TRIM36 hypermethylation is involved in polycyclic aromatic hydrocarbons-induced cell transformation

Long term exposure to polycyclic aromatic hydrocarbons (PAHs) is associated with the increasing risk of lung cancer. To identify differentially hypermethylated genes associated with PAHs-induced carcinogenicity, we performed genome-wide DNA methylation analysis in 20 μM benzo(a)pyrene (BaP)-transformed human bronchial epithelial (HBE) cells at different stages of cell transformation.
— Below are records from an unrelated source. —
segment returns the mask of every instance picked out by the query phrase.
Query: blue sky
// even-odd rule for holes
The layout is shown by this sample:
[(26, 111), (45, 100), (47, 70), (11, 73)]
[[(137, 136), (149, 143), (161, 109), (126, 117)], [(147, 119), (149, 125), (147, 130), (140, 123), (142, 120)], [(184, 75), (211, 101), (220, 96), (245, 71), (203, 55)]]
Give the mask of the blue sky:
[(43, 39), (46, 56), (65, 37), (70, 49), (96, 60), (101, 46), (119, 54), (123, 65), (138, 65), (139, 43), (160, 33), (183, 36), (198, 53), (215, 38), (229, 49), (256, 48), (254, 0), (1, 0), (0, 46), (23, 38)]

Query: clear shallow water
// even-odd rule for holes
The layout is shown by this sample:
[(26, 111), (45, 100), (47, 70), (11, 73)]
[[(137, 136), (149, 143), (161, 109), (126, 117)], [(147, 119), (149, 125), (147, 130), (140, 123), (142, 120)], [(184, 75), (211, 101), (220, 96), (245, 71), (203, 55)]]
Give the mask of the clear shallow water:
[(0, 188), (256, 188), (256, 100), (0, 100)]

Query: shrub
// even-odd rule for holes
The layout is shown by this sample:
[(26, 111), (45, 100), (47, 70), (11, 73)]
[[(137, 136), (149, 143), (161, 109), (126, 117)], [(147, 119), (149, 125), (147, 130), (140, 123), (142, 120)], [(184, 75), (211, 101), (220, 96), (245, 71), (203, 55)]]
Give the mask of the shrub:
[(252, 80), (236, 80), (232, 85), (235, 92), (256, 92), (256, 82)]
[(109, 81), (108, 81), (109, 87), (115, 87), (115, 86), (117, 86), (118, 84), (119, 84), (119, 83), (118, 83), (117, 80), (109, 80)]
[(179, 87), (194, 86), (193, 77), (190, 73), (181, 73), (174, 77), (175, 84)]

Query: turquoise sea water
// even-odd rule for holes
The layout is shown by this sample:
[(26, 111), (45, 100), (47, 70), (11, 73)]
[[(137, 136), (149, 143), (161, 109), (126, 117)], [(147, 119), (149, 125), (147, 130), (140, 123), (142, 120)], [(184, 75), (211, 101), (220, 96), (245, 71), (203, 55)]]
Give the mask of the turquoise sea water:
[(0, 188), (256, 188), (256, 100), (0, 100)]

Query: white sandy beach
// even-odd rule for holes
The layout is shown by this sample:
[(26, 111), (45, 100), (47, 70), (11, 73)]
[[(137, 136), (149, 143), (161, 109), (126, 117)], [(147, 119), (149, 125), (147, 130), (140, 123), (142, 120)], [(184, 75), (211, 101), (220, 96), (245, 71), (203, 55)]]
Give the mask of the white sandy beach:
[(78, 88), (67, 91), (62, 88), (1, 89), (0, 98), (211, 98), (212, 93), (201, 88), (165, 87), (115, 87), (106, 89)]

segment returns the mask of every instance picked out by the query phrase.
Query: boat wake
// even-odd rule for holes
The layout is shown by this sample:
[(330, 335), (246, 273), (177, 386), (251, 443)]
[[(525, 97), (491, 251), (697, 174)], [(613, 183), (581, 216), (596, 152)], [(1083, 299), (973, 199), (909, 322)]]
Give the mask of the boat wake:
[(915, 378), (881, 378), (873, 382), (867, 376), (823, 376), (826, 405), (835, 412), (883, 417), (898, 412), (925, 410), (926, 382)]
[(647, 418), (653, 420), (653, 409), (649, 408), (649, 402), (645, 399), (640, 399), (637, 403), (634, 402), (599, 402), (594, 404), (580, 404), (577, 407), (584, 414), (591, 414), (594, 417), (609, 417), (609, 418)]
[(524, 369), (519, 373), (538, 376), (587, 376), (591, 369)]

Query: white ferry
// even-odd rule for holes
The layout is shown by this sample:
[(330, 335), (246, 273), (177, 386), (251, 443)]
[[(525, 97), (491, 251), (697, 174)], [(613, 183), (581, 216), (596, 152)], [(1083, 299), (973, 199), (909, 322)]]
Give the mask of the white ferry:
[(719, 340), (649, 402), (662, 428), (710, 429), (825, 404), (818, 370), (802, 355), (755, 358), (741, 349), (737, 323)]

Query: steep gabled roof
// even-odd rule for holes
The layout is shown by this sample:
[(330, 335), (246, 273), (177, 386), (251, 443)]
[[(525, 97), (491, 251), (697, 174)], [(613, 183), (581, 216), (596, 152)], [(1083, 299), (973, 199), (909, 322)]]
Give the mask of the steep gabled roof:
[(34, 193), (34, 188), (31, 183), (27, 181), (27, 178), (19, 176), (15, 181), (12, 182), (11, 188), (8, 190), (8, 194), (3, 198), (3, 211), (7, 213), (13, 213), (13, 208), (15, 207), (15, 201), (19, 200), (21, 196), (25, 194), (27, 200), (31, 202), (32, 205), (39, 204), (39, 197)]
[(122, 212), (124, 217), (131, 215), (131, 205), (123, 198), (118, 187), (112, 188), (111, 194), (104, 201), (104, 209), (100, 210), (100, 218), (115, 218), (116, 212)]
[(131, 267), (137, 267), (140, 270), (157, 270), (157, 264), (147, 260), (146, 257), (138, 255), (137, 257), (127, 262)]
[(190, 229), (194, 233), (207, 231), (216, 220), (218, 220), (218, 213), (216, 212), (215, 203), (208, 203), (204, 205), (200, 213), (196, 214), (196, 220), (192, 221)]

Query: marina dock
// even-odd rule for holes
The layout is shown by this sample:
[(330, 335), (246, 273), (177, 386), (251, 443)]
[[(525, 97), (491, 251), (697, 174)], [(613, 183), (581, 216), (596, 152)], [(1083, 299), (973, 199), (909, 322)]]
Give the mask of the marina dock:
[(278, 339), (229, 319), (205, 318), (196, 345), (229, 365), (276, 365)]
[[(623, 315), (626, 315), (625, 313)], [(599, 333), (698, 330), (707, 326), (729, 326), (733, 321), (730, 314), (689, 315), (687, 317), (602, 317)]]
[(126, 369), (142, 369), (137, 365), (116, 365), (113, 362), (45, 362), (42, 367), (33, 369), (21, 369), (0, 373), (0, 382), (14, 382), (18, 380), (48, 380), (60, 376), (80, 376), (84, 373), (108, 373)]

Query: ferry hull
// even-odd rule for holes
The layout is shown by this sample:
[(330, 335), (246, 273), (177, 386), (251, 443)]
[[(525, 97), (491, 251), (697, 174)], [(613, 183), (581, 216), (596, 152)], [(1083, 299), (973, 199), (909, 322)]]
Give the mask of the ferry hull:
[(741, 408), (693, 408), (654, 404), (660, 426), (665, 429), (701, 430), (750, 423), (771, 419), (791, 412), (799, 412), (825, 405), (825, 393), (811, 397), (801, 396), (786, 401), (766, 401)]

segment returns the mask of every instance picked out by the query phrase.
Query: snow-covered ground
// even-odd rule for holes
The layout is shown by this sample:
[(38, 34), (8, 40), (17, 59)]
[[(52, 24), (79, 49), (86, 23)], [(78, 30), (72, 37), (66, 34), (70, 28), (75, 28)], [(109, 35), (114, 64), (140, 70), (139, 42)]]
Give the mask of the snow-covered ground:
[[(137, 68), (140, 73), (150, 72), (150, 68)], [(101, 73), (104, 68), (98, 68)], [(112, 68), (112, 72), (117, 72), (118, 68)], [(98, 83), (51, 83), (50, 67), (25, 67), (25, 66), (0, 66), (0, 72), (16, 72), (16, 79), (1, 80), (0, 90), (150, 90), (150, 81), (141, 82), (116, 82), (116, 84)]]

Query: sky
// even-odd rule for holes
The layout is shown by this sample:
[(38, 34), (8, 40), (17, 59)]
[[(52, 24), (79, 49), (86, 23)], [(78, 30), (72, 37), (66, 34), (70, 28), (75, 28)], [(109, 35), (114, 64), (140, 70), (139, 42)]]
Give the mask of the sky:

Several methylated genes (CNGA4, FLT1, GAREM1, SFMBT2, TRIM36) were differentially hypermethylated and their mRNA was suppressed in cells at both pre-transformed and transformed stages. Similar results were observed in HBE cells transformed by 20 μg/mL coke oven emissions (COEs) mixture collected from a coking manufacturing facility. In particular, hypermethylation of TRIM36 and suppression of TRIM36 expression were gradually enhanced over the time of COEs treatment. We developed bisulfite pyrosequencing assay and assessed TRIM36 methylation quantitatively. We found that hypermethylation of TRIM36 and reduced gene expression was prevalent in several types of human cancers. TRIM36 hypermethylation appeared in 90.0% (23/30) of Non-Small Cell Lung Cancer (NSCLCs) tissues compared to their paired adjacent tissues with an average increase of 1.32 fold. Furthermore, an increased methylation rate (5.90% v.s 7.38%) and reduced levels of TRIM36 mRNA were found in peripheral lymphocytes (PBLCs) of 151 COEs-exposed workers. In all subjects, TRIM36 hypermethylation was positively correlated with the level of urinary 1-hydroxypyrene (P < 0.001), an internal exposure marker of PAHs, and the DNA damage (P = 0.013). These findings suggest that aberrant hypermethylation of TRIM36 might be involved in the acquisition of malignant phenotype and could be served as a biomarker for risk assessment of PAHs exposure.